Alternative strategies with a Momentum bias such as Market Neutral L/S performed reasonably well lately. They outperformed year-to-date, up +1.8% according to Lyxor Alternative UCITS Peer Groups. Such strategies use proprietary approaches to build Momentum exposures, with probably less inertia than the benchmarks discussed above. They thus appear to have an enhanced Value bias (see page 2), which is implied by their Momentum exposure.
Going forward, the near-term prospects for the strategy have marginally improved. The Momentum bias allows Market Neutral L/S to capture better economic prospects, now that the correlation with Value is increasing. For investors that are risk constrained, the low volatility features of the strategy coupled with the current cyclical bias are somewhat supportive.
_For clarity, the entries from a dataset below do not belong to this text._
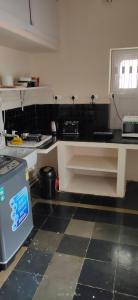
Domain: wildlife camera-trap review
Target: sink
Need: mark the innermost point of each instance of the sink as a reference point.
(28, 154)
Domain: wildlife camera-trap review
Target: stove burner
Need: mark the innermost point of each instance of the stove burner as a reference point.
(32, 137)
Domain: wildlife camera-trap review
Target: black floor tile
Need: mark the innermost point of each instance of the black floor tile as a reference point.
(56, 224)
(89, 293)
(127, 278)
(42, 209)
(128, 256)
(108, 217)
(73, 245)
(101, 200)
(30, 237)
(85, 214)
(34, 261)
(128, 235)
(103, 250)
(38, 220)
(63, 211)
(20, 286)
(98, 216)
(127, 271)
(97, 274)
(130, 220)
(124, 297)
(68, 197)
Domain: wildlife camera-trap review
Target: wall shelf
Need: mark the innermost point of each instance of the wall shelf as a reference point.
(23, 88)
(93, 163)
(91, 184)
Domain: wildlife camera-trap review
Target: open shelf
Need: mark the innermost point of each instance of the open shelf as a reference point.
(91, 184)
(93, 163)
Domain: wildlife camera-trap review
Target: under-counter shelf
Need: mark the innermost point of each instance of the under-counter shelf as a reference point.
(23, 88)
(91, 184)
(93, 163)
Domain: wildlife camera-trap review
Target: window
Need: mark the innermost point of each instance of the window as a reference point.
(124, 71)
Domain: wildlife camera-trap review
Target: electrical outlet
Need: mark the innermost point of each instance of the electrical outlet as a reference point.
(57, 97)
(74, 98)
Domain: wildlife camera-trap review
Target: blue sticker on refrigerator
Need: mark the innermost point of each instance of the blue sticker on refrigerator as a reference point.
(19, 204)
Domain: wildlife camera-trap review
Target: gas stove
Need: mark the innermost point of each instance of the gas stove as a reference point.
(36, 137)
(32, 140)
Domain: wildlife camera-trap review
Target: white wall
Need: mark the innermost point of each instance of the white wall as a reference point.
(88, 29)
(15, 63)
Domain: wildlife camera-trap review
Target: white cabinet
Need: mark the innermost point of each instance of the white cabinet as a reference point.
(45, 18)
(92, 168)
(15, 11)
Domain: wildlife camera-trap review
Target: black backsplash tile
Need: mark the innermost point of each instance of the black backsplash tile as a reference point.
(37, 118)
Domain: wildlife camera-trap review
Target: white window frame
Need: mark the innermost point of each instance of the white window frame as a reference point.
(122, 92)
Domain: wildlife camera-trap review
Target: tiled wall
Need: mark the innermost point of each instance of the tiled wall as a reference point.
(37, 118)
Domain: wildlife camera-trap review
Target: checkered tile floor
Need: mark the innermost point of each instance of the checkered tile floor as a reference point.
(76, 253)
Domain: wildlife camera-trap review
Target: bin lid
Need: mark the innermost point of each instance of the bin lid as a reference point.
(48, 171)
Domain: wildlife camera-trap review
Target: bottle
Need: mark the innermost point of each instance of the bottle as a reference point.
(53, 128)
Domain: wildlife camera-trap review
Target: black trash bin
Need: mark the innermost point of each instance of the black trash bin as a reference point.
(47, 177)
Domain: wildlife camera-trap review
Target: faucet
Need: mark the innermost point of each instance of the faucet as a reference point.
(9, 136)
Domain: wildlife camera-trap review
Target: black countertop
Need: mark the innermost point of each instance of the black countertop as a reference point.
(116, 138)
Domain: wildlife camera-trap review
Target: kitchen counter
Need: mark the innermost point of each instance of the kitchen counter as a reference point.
(116, 139)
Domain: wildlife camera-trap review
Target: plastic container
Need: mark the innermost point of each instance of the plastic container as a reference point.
(47, 177)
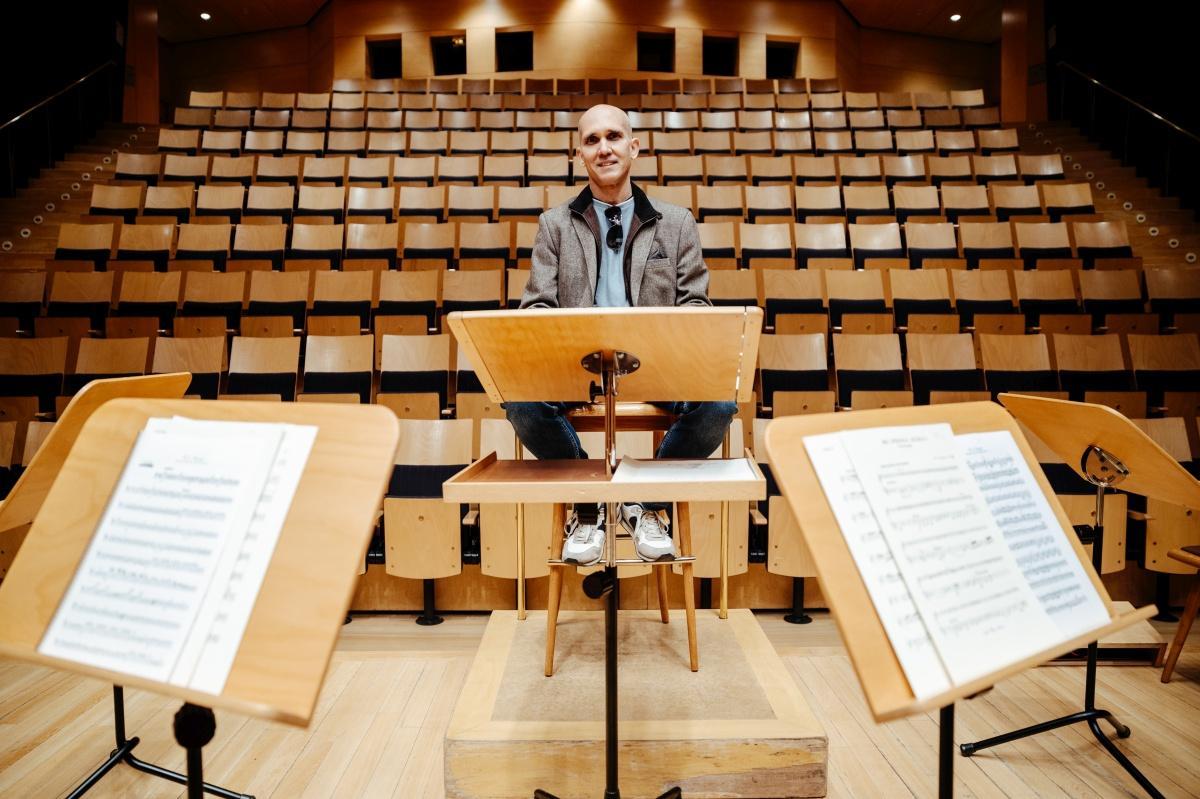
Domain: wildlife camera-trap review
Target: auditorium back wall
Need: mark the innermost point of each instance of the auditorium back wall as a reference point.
(577, 38)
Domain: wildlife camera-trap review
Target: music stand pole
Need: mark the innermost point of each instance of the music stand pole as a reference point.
(946, 752)
(1103, 470)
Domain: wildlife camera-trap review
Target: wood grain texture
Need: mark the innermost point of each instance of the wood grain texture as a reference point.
(306, 589)
(880, 673)
(383, 713)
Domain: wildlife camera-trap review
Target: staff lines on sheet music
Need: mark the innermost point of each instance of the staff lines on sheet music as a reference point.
(181, 566)
(132, 595)
(157, 545)
(192, 478)
(159, 529)
(108, 653)
(198, 514)
(183, 496)
(127, 617)
(141, 577)
(124, 632)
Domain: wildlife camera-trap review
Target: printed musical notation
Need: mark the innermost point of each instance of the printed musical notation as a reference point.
(167, 583)
(963, 557)
(889, 594)
(964, 578)
(1033, 533)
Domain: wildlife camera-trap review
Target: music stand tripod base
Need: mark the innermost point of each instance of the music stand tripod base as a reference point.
(1103, 470)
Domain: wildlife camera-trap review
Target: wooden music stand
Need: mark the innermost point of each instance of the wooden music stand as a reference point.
(291, 632)
(883, 682)
(18, 510)
(1105, 449)
(690, 354)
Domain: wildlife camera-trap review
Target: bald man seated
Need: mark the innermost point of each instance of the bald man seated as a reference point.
(612, 247)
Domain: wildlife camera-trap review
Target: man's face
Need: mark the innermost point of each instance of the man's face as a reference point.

But longer term, the strategy remains vulnerable to factor rotations as it is uncertain that the recent trend for value will last very long. And no market directionality will curtail their capacity to capture the economic rebound, with fundamentals back in favor. Market Neutral L/S are likely to keep underperforming other hedge fund strategies as showed by their track record over the last few years. At this stage of the business cycle, Event Driven, CTAs and Directional L/S look more attractive to us.